Gearboxes on the 197's are useless, most people have them re built under warranty. I owned the Mégane r26, for performance there isnt much more bang for buck on track for the price range and gearbox was solid plus a remap for £300 would get you 275bhp which it could easily cope with. Would recommend trying them. Keep an eye out for dodgy door electrics, windows etc. That's their weak spot.

Sent from my CLT-L09 using Tapatalk


----------



## Andpopse (Mar 19, 2009)

Watch this and decide.....


----------



## percymon (Jun 27, 2007)

Plenty of 986 facelift 2.7 Porsche Boxsters around at around £5k, if you are lucky you may find a private sale 3.2S with the 6speed manual too.

Just an example.. https://www.autotrader.co.uk/classified/advert/201906239306979


----------



## Philb1965 (Jun 29, 2010)

Andpopse said:


> Watch this and decide.....


Amazing driving and very quick. Reading through the replies it's been breathed on a bit. Worth a look though, I imagine they are extremely light so masses of power aren't needed. Didn't Z cars do a bike engine conversion kit for these a few years back?


----------



## Philb1965 (Jun 29, 2010)

percymon said:


> Plenty of 986 facelift 2.7 Porsche Boxsters around at around £5k, if you are lucky you may find a private sale 3.2S with the 6speed manual too.
> 
> Just an example.. https://www.autotrader.co.uk/classified/advert/201906239306979


Lovely car and amazingly cheap but repair bills would scare me!


----------



## Christian6984 (Dec 20, 2007)

been for sale a while so maybe a little over priced...

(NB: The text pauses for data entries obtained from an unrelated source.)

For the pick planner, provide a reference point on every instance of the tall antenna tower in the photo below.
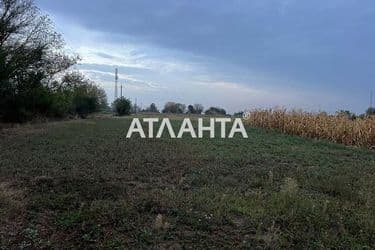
(116, 83)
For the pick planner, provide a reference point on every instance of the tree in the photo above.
(174, 108)
(30, 57)
(198, 108)
(191, 109)
(122, 106)
(152, 108)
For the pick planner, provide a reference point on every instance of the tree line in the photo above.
(35, 79)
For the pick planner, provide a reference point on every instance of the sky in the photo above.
(238, 54)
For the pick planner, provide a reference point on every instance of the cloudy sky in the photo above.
(239, 54)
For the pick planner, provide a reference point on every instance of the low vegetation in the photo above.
(341, 128)
(81, 184)
(122, 106)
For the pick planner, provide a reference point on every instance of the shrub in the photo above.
(122, 106)
(370, 111)
(195, 109)
(152, 108)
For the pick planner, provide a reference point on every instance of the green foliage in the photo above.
(31, 56)
(122, 106)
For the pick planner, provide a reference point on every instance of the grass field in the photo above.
(81, 184)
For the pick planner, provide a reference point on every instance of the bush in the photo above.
(122, 106)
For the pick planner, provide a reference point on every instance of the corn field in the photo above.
(337, 128)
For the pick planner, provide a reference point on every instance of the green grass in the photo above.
(83, 184)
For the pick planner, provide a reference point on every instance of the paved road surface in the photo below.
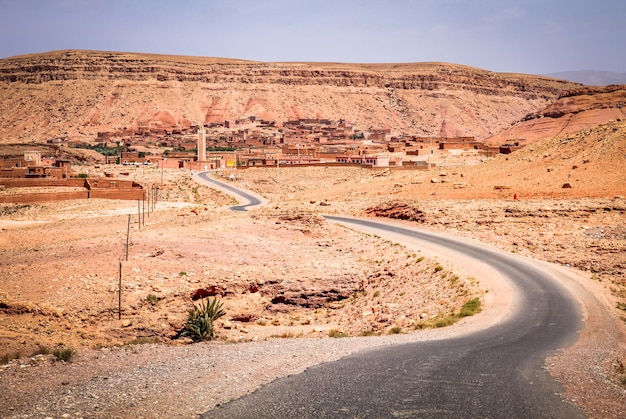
(246, 199)
(493, 373)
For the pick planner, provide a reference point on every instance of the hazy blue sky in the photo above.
(528, 36)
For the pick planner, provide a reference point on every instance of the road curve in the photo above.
(495, 372)
(246, 199)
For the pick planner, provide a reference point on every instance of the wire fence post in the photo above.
(119, 299)
(127, 237)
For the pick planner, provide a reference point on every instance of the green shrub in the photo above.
(396, 330)
(152, 299)
(199, 326)
(470, 308)
(334, 333)
(445, 321)
(6, 358)
(64, 354)
(144, 340)
(41, 350)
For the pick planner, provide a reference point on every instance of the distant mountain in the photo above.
(590, 77)
(78, 94)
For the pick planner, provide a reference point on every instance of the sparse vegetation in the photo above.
(395, 330)
(41, 350)
(64, 354)
(144, 340)
(199, 326)
(6, 358)
(334, 333)
(470, 308)
(152, 299)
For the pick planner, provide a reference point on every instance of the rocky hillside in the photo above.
(577, 110)
(76, 94)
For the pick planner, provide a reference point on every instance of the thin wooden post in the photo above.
(119, 299)
(143, 209)
(127, 237)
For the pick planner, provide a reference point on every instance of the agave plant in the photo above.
(199, 326)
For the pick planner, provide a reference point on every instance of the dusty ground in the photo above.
(282, 272)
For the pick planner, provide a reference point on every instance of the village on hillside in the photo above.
(252, 142)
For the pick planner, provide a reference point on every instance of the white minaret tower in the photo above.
(201, 143)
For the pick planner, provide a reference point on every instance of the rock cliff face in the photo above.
(78, 93)
(577, 110)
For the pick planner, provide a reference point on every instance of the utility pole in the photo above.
(119, 299)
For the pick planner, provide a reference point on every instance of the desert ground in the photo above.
(289, 281)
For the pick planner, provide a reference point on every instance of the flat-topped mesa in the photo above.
(94, 65)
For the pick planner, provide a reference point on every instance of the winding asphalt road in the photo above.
(246, 199)
(496, 372)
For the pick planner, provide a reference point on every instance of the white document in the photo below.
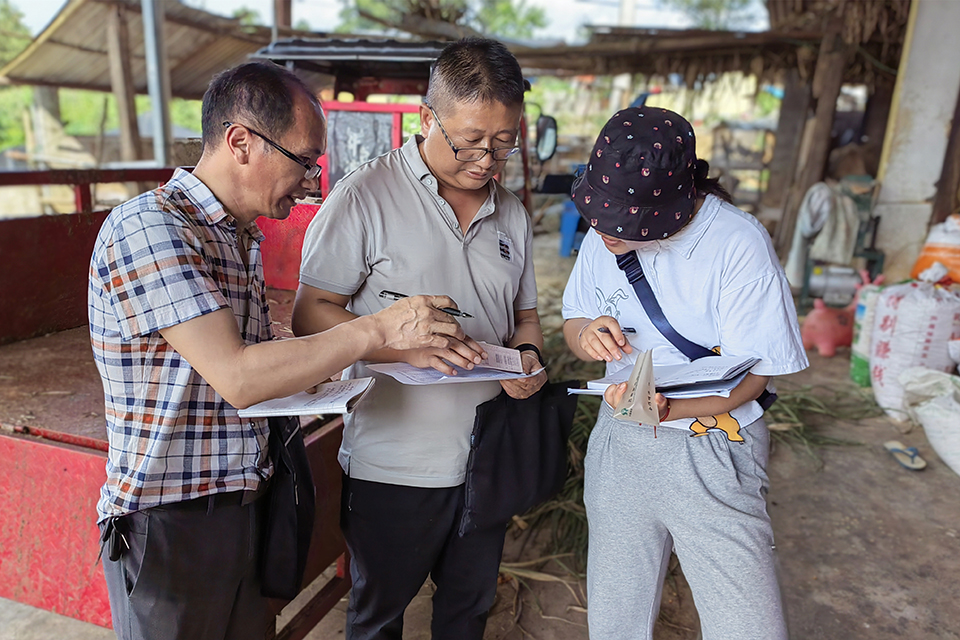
(638, 402)
(503, 358)
(711, 376)
(340, 396)
(408, 374)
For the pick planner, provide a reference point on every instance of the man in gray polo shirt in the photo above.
(427, 218)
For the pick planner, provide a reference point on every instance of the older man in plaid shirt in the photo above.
(181, 336)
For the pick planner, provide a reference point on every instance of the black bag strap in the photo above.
(629, 263)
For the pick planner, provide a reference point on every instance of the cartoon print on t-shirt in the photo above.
(608, 305)
(724, 422)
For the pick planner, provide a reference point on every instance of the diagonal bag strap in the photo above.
(630, 265)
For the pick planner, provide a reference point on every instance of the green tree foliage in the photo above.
(14, 37)
(716, 14)
(497, 18)
(509, 18)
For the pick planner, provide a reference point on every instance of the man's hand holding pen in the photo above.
(445, 345)
(393, 295)
(604, 339)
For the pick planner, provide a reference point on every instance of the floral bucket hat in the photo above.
(639, 181)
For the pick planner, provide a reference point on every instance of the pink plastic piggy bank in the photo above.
(827, 328)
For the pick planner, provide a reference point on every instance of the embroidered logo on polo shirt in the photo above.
(506, 246)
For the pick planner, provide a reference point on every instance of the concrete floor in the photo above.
(868, 549)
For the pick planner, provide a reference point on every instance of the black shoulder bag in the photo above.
(518, 455)
(630, 265)
(290, 512)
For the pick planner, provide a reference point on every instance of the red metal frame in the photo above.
(81, 179)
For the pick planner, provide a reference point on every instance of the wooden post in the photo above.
(282, 13)
(875, 118)
(793, 115)
(827, 80)
(121, 81)
(946, 200)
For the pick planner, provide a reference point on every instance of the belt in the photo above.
(217, 500)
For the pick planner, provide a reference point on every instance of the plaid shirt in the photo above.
(163, 258)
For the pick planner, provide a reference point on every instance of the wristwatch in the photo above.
(526, 346)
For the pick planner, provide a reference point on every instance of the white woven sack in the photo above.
(931, 399)
(912, 324)
(863, 333)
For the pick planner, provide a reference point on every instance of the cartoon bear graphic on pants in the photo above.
(724, 422)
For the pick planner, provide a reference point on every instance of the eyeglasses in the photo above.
(312, 169)
(472, 154)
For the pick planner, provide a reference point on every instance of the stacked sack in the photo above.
(867, 296)
(913, 322)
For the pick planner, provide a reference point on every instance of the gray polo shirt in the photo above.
(385, 226)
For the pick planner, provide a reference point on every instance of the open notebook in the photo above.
(712, 376)
(340, 396)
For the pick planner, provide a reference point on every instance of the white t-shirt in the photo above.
(718, 282)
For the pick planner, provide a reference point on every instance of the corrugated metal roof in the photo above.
(72, 50)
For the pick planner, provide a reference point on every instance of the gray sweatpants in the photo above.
(703, 496)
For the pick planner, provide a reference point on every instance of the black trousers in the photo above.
(398, 536)
(190, 572)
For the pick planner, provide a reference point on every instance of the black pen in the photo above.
(393, 295)
(622, 330)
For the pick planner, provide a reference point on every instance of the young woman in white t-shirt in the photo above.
(697, 484)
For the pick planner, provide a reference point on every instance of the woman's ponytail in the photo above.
(707, 186)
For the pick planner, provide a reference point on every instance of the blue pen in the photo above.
(393, 295)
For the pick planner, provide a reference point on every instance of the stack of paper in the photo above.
(711, 376)
(340, 396)
(409, 374)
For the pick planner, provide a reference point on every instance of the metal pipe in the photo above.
(158, 78)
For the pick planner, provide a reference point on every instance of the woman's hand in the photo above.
(526, 387)
(602, 339)
(614, 394)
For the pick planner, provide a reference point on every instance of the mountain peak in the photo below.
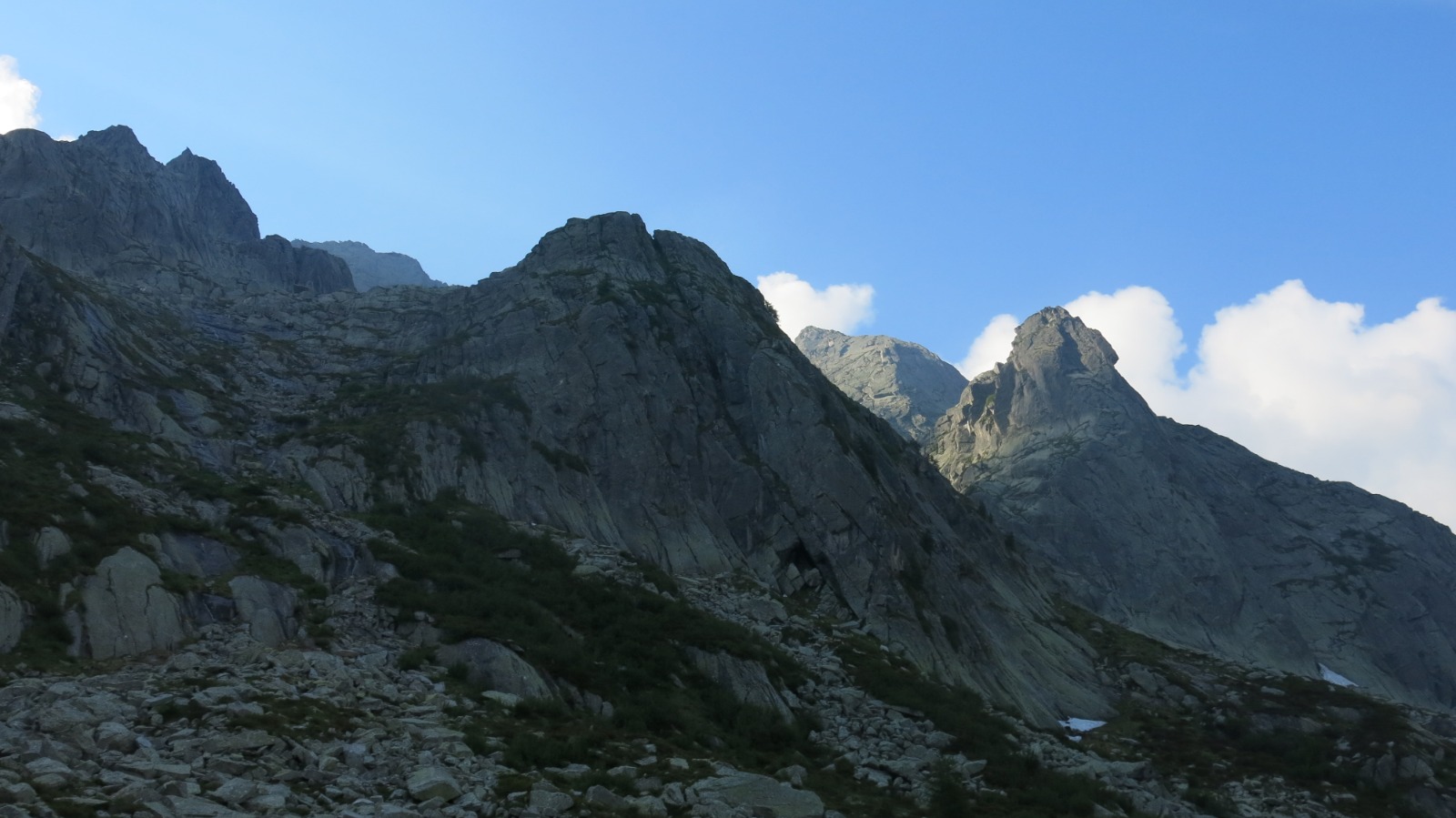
(1057, 338)
(120, 143)
(615, 240)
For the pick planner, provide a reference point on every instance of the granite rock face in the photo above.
(127, 611)
(495, 667)
(1186, 536)
(903, 383)
(371, 268)
(12, 619)
(104, 207)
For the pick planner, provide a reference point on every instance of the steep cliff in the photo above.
(626, 386)
(903, 383)
(1187, 536)
(371, 268)
(589, 536)
(104, 207)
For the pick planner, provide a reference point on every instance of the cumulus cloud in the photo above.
(1302, 381)
(990, 347)
(18, 97)
(839, 306)
(1140, 327)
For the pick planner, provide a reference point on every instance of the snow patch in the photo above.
(1334, 679)
(1081, 725)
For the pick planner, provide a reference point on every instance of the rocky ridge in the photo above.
(1177, 531)
(104, 207)
(203, 475)
(1188, 538)
(903, 383)
(371, 268)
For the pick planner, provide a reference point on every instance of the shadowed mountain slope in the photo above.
(903, 383)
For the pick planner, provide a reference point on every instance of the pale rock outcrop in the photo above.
(746, 680)
(126, 609)
(759, 793)
(905, 383)
(495, 667)
(51, 543)
(1187, 536)
(267, 607)
(12, 619)
(433, 782)
(196, 555)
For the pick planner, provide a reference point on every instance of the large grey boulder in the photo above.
(126, 611)
(761, 793)
(373, 268)
(12, 619)
(1187, 536)
(495, 667)
(905, 383)
(196, 555)
(51, 543)
(268, 609)
(433, 782)
(746, 680)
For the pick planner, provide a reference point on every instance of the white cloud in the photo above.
(1139, 323)
(18, 97)
(841, 306)
(1303, 381)
(990, 347)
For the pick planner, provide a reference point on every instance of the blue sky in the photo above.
(966, 160)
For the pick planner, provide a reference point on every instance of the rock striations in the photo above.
(903, 383)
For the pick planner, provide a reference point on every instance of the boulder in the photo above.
(51, 543)
(12, 619)
(495, 667)
(746, 680)
(267, 607)
(196, 555)
(126, 609)
(433, 782)
(761, 793)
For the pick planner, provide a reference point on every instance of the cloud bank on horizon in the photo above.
(844, 308)
(18, 97)
(1296, 379)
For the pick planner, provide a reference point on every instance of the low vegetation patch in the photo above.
(1030, 789)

https://www.ebay.co.uk/itm/2003-Ren...471777?hash=item420313d0a1:g:MEsAAOSwZtRcGT8H

https://www.ebay.co.uk/itm/2005-REN...892579?hash=item3b3302cf23:g:It4AAOSwWTZc0cUt

Rare Colour?
https://www.ebay.co.uk/itm/Renault-...483581?hash=item44403c82bd:g:UJgAAOSw-49dFdTF


----------



## SteveTDCi (Feb 8, 2006)

https://www.ebay.co.uk/itm/2005-For...503266?hash=item23bf4f5722:g:onEAAOSwafZdCRhY

https://www.ebay.co.uk/itm/audi-S3-8L-1999/254281295883?hash=item3b3458a80b:g:55gAAOSw83NdGR9F

https://www.ebay.co.uk/itm/05-REG-T...596225?hash=item215e373181:g:vdgAAOSw7Wpc9rMG

https://www.ebay.co.uk/itm/MG-ZS-2-...926525?hash=item2acf52a5bd:g:yZAAAOSwy~Zc9LY-

https://www.ebay.co.uk/itm/BMW-130i...730566?hash=item3d84c864c6:g:LWoAAOSwAFFcD-~D

Some you can tweak, some you can just drive. My money would go on a Boxster though ... or a Z4 or SLK350 .... but i guess it depends on if you need 2 seats or more.


----------



## Carlos Fandango (Dec 24, 2016)

Maybe not the most desirable to look at but the Toyota Celica 190 might be worth a punt. Can be had for a lot less than 5 grand plus you have the Toyota build quality/reliability.


----------



## RPC (May 11, 2014)

Mk5 golf GTi 


Sent from my iPhone using Tapatalk


----------



## bidderman1969 (Oct 20, 2006)

gotta be one of these i reckon........


----------



## percymon (Jun 27, 2007)

Philb1965 said:


> Lovely car and amazingly cheap but repair bills would scare me!


If the IMS bearing has been done, or better still a rebuild with new IMS bearing and RMS then there's little else to go wrong bar normal wear n tear items. Plenty of independent specialists across the country so servicing no worse than a hot hatch really


----------



## Alex_225 (Feb 7, 2008)

I think my thoughts would be hot hatch territory, especially if you're thinking track days too. 

If it's weekend toy then it can be as hardcore as you like so doesn't have to be refined as such. My initial thoughts were MX5 but they're not big cars, even the newer models aren't exactly spacious. I'd probably start looking at RenaultSport Meganes or Clios.


----------



## ollienoclue (Jan 30, 2017)

If you can afford to run and have it fettled, the Boxster is a no-brainer- nothing else listed so far will get near it for the driving experience believe me. But in my heart of hearts I think a Z4 or 350Z would be a lot less anxiety provoking to run and give 80% of the drive.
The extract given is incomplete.